The tenants who did buy initially were the ones with the best properties. They were also the best rent-payers. Very quickly, the most cost-effective housing moved into private hands leaving many councils carrying maintenance costs well in excess of the rents they were able to collect. At the same time all this was going on, Thatcher managed to abolish the Greater London Council, leaving one of the great cities of the world without a unifying authority. I'm still reeling from the shock of that. The GLC also owned many large housing estates. These were transferred to local authorities who did not have anything like the resources or capacity to deal with the management and maintenance of them. I was a tenant on one of those estates. The money collected from the sales of council houses and flats was frozen for about fifteen years. In that time, the cost of property in London quadrupled. Never again would it be viable to build social housing on a scale that would allow working-class families to stay close in the neighbourhoods in which they'd lived for generations.

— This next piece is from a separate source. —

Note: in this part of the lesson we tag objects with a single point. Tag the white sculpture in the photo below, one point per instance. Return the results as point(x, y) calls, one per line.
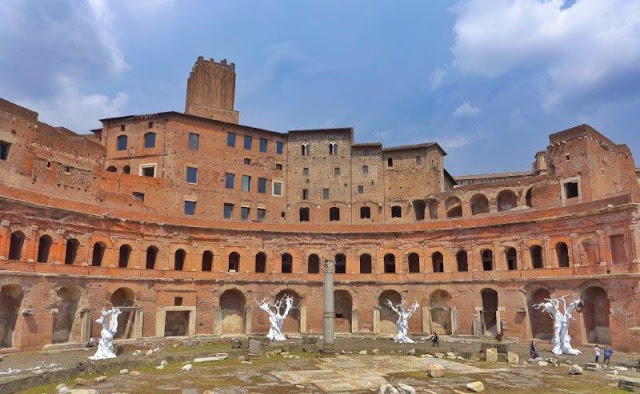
point(561, 320)
point(404, 314)
point(277, 316)
point(109, 321)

When Thatcher said, 'there's no such thing as society', she was wrong. There was such a thing when she said it and there will remain such a thing long after the memory of her destructiveness fades. I'm glad I lived in London during most of her reign. I know who she was. I lived under her tyranny. I can also say it was exhilariting to be a young person in that situation. You really want someone to kick against and she was certainly an inspirational adversary.
The news of her death came in strange circumstances. I was watching Q&A, a political panel discussion here in Australia. Unusually, the show featured a panel of women. Germaine Greer was the star pull. Also appearing were Brooke Magnanti (aka Belle de Jour), Aboriginal opera star Deborah Cheetham and a couple of local journalists. Towards the end, the male host dropped the btw that Thatcher had just died into the discussion. It was taken up by the panel as a hypothetical. Perhaps they didn't realise it had actually happened? I switched over to our insanely inadequate at the best of times ABC News 24 and it was live-streaming BBC. She had indeed died and there was clearly no love lost. Grudging footage was offered by presenters who were demonstrably bored by having to continuously loop these scant offerings.
Make no mistake - as a grunt who had to live with the 'legacy' of her decisions, I hated her. But I did have a moment when I thought, hey, isn't she more than a footnote?